Jamaine “The Technician” Ortiz, an up and coming, 23-year-old boxer, is making his name in the world of boxing. After growing up in Worcester, Massachusetts, the young boxer turned pro in 2016. His amateur record is 100-14 and he has already won many awards for his skill.
During the recent Mike Tyson vs. Roy Jones Jr. fight that was shown on pay-per-view, Ortiz was victorious over Sulaiman Segawa of Silver Spring, Maryland. After scoring a technical knockout in the last 10 seconds of the seventh round, Ortiz gained the WBC USNBC Silver lightweight title. This was his first fight outside of New England and he certainly made himself known in the fighting community. After winning this fight, Ortiz jumped from 76th to 44th in the world for the lightweight division. If he keeps winning, Ortiz is predicted to fight for a major world title by late 2021.
360 Magazine sat down with Ortiz to ask him questions about his professional career, personal life and future.
What was your upbringing like? Was there always a focus on athletics?
I started boxing at seven years old, and I was always an athletic kid, playing sports and outside.
Where did you learn to box?
I learned how to box at the Boys & Girls Club of Ionic Ave.
I use to get into fights as a kid, I like that its a one on one sport I don’t have to rely on anyone. Over time, I noticed I was winning a lot and kept it going.
Who are your role models, boxing or otherwise?
My role model was my coach Carlos Garcia.
You’re currently the Undefeated World Boxing Youth World lightweight champion. What does this accomplishment mean to you?
I’m actually the former Youth World lightweight champion due to my age since I turned 24 last April, currently, I hold the WBC USNBC Silver lightweight title. The accomplishment is just a stepping stone, I have far more to go and I understand its a process and this is part of the process.
Your nickname is ‘The Technician’ where does this come from?
A technician is a person skilled in an art or craft by dictionary standards and when it comes to boxing, and me being a carpenter, I’m now an active trader. It was a perfect fit since everything I do, including things in my personal life, I’m technical about it. So it’s a name that reflects more than just boxing.
You’ve been boxing competitively for more than a decade. How have you evolved during that time, technique-wise and also personally?
Time is the mother of greatness, practicing repeatedly overtime is only natural; I’m going to get better.
How has your career been impacted by COVID-19 and 2020?
Luckily I was able to get a fight right before the impact of covid came I didn’t get to fight as much as I normally would. I probably would have had about 4 fights in a year but I had two with the last one being a great exposure bout.

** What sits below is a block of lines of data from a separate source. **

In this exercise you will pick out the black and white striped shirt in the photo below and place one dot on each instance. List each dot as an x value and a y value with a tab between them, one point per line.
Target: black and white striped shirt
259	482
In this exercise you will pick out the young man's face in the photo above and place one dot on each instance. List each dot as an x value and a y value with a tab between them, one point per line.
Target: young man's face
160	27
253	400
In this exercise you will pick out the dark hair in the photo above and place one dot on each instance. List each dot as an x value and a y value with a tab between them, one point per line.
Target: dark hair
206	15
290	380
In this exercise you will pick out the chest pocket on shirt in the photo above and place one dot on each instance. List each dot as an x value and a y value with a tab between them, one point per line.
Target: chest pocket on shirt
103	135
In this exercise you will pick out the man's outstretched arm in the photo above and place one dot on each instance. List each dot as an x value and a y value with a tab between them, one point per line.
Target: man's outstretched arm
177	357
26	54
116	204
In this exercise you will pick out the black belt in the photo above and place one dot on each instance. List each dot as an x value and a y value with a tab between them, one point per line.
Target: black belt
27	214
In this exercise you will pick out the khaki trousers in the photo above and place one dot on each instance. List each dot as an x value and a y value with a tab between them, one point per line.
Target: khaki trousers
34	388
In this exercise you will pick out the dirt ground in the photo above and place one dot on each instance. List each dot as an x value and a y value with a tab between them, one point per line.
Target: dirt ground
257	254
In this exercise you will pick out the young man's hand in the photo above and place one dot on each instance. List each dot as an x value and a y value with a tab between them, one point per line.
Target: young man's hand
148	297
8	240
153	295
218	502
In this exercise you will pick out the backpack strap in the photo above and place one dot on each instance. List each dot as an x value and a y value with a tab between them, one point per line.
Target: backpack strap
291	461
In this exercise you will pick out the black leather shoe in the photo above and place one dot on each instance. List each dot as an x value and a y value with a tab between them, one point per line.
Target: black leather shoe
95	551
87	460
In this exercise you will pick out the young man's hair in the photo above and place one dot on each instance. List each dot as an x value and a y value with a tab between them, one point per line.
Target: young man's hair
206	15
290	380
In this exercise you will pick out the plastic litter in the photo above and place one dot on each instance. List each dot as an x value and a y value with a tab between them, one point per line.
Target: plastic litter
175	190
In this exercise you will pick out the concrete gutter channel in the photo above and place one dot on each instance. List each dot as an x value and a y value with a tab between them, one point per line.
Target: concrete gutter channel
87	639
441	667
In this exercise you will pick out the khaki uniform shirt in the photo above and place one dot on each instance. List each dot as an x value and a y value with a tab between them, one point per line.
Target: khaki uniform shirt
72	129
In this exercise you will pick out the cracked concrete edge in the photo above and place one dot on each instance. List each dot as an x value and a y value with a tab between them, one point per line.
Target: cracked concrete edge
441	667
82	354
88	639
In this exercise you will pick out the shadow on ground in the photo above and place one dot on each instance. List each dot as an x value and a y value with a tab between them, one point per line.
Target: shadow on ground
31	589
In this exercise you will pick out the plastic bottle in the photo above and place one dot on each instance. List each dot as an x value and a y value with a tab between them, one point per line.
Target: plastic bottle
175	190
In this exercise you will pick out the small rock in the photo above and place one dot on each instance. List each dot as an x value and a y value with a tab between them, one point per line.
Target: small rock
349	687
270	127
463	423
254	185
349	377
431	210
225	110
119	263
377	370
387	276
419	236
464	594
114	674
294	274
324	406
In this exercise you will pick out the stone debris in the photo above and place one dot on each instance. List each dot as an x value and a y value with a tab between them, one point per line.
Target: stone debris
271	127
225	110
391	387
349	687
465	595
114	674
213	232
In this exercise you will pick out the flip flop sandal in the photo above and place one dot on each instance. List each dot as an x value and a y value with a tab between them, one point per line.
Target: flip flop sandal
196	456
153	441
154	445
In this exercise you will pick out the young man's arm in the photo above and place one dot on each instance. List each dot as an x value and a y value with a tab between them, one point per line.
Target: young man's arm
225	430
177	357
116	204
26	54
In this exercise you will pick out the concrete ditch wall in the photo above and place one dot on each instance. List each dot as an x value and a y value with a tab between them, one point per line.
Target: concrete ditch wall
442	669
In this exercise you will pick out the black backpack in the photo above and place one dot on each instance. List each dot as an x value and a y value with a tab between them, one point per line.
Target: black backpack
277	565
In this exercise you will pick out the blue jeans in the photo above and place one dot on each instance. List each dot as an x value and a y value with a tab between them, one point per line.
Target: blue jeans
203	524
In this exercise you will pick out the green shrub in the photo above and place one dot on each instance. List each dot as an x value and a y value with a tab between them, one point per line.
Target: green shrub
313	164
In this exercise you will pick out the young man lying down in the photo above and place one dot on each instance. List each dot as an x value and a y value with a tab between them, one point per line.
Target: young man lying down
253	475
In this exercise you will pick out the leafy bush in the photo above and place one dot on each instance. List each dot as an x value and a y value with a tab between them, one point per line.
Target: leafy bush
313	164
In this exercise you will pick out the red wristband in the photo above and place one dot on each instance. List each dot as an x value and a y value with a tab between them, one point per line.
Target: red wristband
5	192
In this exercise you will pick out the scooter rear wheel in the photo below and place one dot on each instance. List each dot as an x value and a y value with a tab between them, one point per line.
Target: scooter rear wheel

Tell us about your interests outside of boxing.
I enjoy nature and I spend most of my time with family. Always working on self-development, a lot of stocks, and trying to find real estate deals.
Do you still have Olympic aspirations? What are your future boxing goals?
Olympics of boxing is an amateur sport but recently I think in 2016, they allowed pros to compete but it is heavily dominated by amateurs. In the next year, I see myself becoming World Champion at the lightweight Division and reaching for that pound for pound list.
What is your go-to move in a fight?
Not sure, probably switching from orthodox to southpaw.
What makes you unique as a boxer?
My ability to switch stances easily and my technique.